Dada la brevedad de nuestra existencia, creemos ver los días y las noches siempre iguales en su duración a lo largo de los años, con sus variaciones estacionales. También la duración del año nos parece ser exacta y medimos nuestras existencias con el tiempo de traslación del Globo Terráqueo alrededor del Sol y decimos, por ejemplo, que tenemos 80 años de vida, y sin embargo no es así. No tenemos 60, 70 o 80 años matemáticamente exactos de vida, porque en el transcurso de esos lapsos la duración del año ha variado.
Jamás podremos conocer a ciencia cierta nuestra edad exacta porque no existe punto de referencia exacto alguno.
La exactitud matemática es un mito y todo asidero se nos escapa. Tan sólo debemos conformarnos con promedios, aproximaciones y con lo que la ciencia de hoy en día ha dado en llamar estadística o probabilidades.
Lo que antaño se consideraba aplicable tanto al átomo como al cosmos para demostrar que el universo era un aparato de relojería exacto, hoy se considera tan sólo como un mecanismo mental inaplicable al entorno.

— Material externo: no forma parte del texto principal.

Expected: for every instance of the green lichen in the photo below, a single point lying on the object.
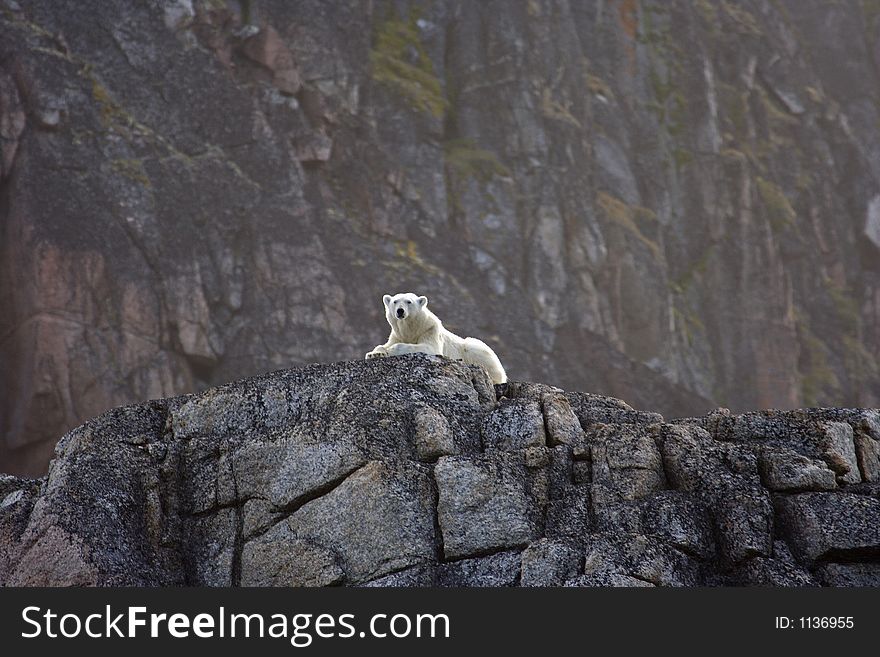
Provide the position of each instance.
(399, 60)
(558, 110)
(683, 283)
(689, 322)
(466, 160)
(626, 217)
(780, 213)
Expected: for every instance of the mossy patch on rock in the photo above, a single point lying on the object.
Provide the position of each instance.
(780, 212)
(625, 216)
(399, 60)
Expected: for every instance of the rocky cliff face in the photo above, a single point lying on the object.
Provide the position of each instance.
(415, 471)
(677, 203)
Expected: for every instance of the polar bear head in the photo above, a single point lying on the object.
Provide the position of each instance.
(401, 307)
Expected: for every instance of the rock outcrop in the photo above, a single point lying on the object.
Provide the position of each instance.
(674, 202)
(416, 471)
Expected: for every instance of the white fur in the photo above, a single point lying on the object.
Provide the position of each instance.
(421, 331)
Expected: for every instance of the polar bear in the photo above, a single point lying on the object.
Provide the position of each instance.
(415, 329)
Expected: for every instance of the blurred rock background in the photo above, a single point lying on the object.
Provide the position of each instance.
(675, 203)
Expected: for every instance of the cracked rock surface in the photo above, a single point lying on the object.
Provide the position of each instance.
(320, 476)
(674, 202)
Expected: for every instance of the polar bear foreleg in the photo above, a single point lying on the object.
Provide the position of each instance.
(401, 348)
(479, 353)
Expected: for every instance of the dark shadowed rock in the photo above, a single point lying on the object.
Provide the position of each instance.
(829, 526)
(338, 474)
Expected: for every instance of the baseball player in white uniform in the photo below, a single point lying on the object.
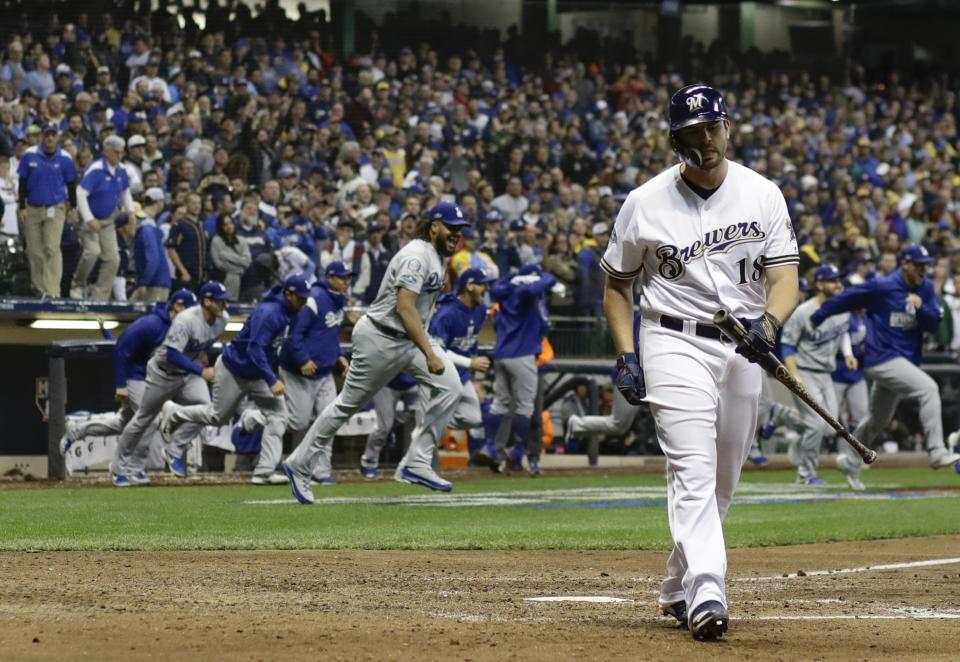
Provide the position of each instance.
(702, 235)
(392, 338)
(176, 372)
(810, 354)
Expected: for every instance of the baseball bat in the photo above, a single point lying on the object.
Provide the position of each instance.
(733, 329)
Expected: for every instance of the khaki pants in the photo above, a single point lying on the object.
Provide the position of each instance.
(98, 245)
(150, 294)
(42, 231)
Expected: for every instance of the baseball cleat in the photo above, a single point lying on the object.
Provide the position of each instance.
(175, 464)
(120, 480)
(709, 621)
(953, 441)
(139, 478)
(941, 457)
(370, 473)
(679, 611)
(299, 485)
(533, 464)
(167, 423)
(424, 476)
(66, 441)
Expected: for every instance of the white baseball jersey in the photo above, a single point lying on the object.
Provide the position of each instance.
(190, 334)
(416, 267)
(694, 255)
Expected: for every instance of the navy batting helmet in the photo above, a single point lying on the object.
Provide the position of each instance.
(694, 104)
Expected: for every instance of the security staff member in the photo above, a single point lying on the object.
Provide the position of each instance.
(48, 178)
(105, 188)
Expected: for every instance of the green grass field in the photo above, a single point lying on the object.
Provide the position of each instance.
(554, 512)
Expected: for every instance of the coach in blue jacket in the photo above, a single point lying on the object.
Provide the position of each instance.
(521, 325)
(900, 307)
(310, 355)
(130, 356)
(246, 369)
(149, 254)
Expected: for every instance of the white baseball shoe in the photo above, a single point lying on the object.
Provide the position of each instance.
(167, 423)
(852, 473)
(941, 457)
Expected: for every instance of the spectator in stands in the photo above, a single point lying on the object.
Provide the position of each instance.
(152, 272)
(48, 181)
(230, 255)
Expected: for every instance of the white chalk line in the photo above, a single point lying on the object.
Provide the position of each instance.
(847, 571)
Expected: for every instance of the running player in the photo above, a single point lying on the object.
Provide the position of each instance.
(809, 355)
(901, 307)
(704, 234)
(392, 338)
(176, 371)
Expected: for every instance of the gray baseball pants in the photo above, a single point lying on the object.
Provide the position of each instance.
(857, 398)
(385, 406)
(514, 394)
(133, 445)
(228, 390)
(813, 429)
(618, 422)
(891, 381)
(304, 397)
(377, 359)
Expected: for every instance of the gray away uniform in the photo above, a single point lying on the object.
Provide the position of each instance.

Ese universo mecánico, calculable en sus accionar hasta el mínimo detalle, ha perdido vigencia. El universo que se desarrolla uniformemente con exactitud matemática al obedecer a algún plan divino exacto, ya no existe hoy a la luz de la ciencia nuclear ni a la luz de la ciencia astronómica.
La idea de antaño de un mundo exacto en el que todo se desenvuelve armónicamente, es cautivante. En cambio, la demostración de un universo anárquico que tiende hacia el caos y que sólo en algunos puntos ofrece casos fugaces de equilibrio, es enervante, pero no menos real.
Cuando se emplea la matemática para representar algo fijo y conocido como el conteo de estrellas, por ejemplo, se supone que los símbolos matemáticos sustituyen a los objetos y estaremos acertados en los resultados, pero cuando se la pretende aplicar a algo más sutil como el proceso planetario que nos contiene, fracasamos rotundamente, al punto de que no nos es posible construir un almanaque perfecto, ni entender cómo el diámetro de una circunferencia entra 3,1459… veces en su longitud ni comprender el problema de la cuadratura del círculo, pues se esperaría que el resultado fuese exacto.
La desmitificación del mundo matemático ha sido un rudo golpe para la teología, supuesta ciencia que habla de un gobierno exacto de los acontecimientos cósmicos, (según mi óptica ¡anticósmicos!)
Todo esto aleja a todo ser concebido como un perfecto creador de todo lo existente que, a las claras, se nos revela como un universo pleno de imperfecciones.